In its statement addressing the NLPC’s proposal, Starbucks’s board has formally recommended that shareholders vote against it. That’s because the U.S. Securities and Exchange Commission (SEC) already requires the chain to “inform Starbucks shareholders about operations in China,” through annual 10-K reports and other various disclosures.
However, the NLPC maintains that these filings aren’t “transparent or specific enough.” The reports are pro forma and don’t address the “potential damage from Starbucks’s reliance on China,” given concerns such as the fact that the State Department now labels China a state sponsor of human trafficking, or that U.S. intelligence warns that China is aggressively engaged in cyber warfare, or that threats of military action against Taiwan loom.
To defend its proposal, the NLPC cites among its sources a November 2022 exposé from Fast Company that first dug into Starbucks’s ties to the Chinese government and Communist Party, revealing a relationship that goes far deeper than relying on China for just raw materials and labor. In pursuit of growth, the chain has, among other things, helped the government to develop rural infrastructure in China’s Yunnan coffee province, and established a foundation that has organized so-called red-tourism trips and commended “the high fighting spirit and steel will” of the People’s Liberation Army.
What goes up?
In February, Starbucks reported a quarterly sales decline in China that was four times worse than it had previously estimated. Year-over-year sales fell by 29% that quarter, dragging international comparable sales down by 13% in the process. Executives admitted that the company has no “line of sight” into when its fastest-growing and second-largest market will recover, but contended that it will—eventually.

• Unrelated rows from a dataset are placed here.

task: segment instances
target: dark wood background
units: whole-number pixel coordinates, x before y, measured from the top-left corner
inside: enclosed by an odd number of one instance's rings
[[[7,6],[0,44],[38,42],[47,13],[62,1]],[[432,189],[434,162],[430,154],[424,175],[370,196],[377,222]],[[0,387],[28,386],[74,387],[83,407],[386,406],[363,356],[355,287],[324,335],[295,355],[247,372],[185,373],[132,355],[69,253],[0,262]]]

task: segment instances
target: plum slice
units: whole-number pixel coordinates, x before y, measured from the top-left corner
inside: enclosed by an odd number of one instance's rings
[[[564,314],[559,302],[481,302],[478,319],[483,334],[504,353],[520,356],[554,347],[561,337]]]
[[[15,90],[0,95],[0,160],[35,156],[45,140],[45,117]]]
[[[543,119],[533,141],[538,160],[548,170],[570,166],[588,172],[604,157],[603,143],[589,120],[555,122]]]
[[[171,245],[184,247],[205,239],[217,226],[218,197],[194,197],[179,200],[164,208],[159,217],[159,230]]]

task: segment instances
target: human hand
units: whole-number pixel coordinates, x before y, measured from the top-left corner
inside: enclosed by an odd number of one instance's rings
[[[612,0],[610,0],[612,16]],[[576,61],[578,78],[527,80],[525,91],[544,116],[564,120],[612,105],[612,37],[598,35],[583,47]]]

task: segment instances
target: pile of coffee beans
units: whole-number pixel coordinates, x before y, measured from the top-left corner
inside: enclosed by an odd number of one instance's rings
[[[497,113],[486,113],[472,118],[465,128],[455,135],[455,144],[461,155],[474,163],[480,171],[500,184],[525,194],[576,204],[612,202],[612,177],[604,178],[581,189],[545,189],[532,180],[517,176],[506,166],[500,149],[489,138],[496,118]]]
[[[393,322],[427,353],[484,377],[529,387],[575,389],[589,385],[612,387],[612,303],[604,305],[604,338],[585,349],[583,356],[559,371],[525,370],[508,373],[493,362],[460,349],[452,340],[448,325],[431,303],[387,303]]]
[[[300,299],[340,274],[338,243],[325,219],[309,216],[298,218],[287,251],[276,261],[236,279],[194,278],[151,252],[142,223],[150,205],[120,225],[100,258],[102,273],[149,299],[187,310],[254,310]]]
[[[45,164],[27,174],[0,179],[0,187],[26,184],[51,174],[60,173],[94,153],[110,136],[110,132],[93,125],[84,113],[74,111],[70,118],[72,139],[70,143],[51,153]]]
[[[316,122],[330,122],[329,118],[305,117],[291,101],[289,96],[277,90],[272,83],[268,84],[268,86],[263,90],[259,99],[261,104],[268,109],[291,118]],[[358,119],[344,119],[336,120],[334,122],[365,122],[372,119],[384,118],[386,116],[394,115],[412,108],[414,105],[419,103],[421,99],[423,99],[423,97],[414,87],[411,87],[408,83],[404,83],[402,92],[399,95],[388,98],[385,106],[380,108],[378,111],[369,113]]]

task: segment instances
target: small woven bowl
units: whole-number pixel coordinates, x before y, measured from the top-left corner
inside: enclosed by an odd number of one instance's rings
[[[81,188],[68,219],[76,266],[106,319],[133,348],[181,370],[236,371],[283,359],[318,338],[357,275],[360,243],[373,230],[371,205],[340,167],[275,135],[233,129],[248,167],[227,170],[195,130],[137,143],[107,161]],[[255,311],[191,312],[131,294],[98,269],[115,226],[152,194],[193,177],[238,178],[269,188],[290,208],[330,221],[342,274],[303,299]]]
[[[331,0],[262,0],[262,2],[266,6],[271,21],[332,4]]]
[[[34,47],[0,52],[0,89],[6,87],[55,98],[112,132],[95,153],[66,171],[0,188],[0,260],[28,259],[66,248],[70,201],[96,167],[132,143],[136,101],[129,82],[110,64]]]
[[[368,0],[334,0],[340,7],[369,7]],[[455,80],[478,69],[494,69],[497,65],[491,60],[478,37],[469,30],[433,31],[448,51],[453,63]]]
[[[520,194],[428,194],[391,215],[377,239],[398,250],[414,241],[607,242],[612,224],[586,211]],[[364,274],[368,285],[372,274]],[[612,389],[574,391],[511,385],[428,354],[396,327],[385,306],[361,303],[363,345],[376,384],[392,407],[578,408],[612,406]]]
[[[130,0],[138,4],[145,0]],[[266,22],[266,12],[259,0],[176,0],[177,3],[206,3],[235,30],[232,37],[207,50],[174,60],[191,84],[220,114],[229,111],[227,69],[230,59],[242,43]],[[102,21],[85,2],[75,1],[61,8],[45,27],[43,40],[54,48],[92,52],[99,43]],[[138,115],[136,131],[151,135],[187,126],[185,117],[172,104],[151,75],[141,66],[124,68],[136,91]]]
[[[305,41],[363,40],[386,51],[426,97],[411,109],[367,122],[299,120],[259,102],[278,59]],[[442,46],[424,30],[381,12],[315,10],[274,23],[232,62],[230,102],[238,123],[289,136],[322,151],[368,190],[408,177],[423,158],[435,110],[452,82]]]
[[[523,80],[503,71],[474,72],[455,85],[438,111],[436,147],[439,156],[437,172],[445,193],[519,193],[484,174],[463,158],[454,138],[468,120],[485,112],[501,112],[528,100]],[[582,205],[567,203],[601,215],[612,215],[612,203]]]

Starbucks faces a raft of other activist proposals at this year’s shareholder meeting. Proxy adviser Institutional Shareholder Services and Workers United, the union backing Starbucks baristas, is urging investors to support a separate independent review of the company’s labor practices. (The National Labor Relations Board has accused it of engaging in unlawful anti-union tactics at dozens of stores nationwide, including firing union workers.)
Meanwhile, another conservative shareholder activist group, the Free Enterprise Project, is pushing to impanel a special committee to study the impacts of Starbucks’s “Third Place” policy. It argues that cafés’ inclusiveness, specifically the open-door bathroom policy, has come back to bite Starbucks by creating unsafe work environments and leading to an increase in store crime.